Binding of GhTCP14 to AUX1, PIN2, and IAA3 promoter sequences. EMSA analysis was conducted with the recombinant GhTCP14 proteins and DNA sequences containing the promoter region of PIN2, IAA3, and AUX1 genes, respectively. The promoter sequences used in EMSA are shown in the bottom portion of the figure. Numbers indicate positions relative to the translation start site of the corresponding gene. Putative TCP binding sequences are in bold.

Figure 7.

Expression of GhTCP14 in cotton. A, Transcript profile of GhTCP14 in cotton. R, Root; H, hypcotyl; L, leaf; F, flower. The developmental stages of ovule and fiber are indicated as DPA. The Histone3 gene was used as an internal control. B, In situ hybridization of GhTCP14 transcripts in the ovule (0 DPA) of cotton with antisense (top) and sense (bottom) probes. Arrows show hybridization signals in fiber initials. Bar = 100 µm.
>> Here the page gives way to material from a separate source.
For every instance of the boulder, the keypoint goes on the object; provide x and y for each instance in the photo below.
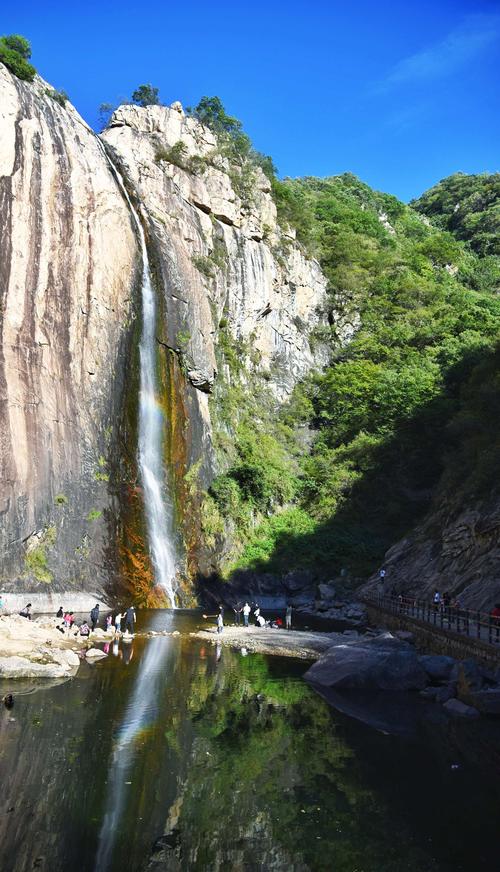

C, Expression of GhTCP14 induced by IAA. Quantitative RT-PCR analysis was conducted with the total RNAs extracted from 1-DPA cotton ovules with fiber initials. The value of untreated ovules was set to 1. Error bars represent the sd of three biological repeats. [See online article for color version of this figure.]

Figure 8.

Expression of GhTCP14, GhAUX1, GhPIN2, and GhIAA3 genes in the wild type and Li₁ mutant. Quantitative RT-PCR analysis was conducted with the total RNAs extracted from ovules (3 DPA) and fiber cells (6–18 DPA). The Histone3 gene was used as the internal control. Error bars represent the sd of three biological replicates.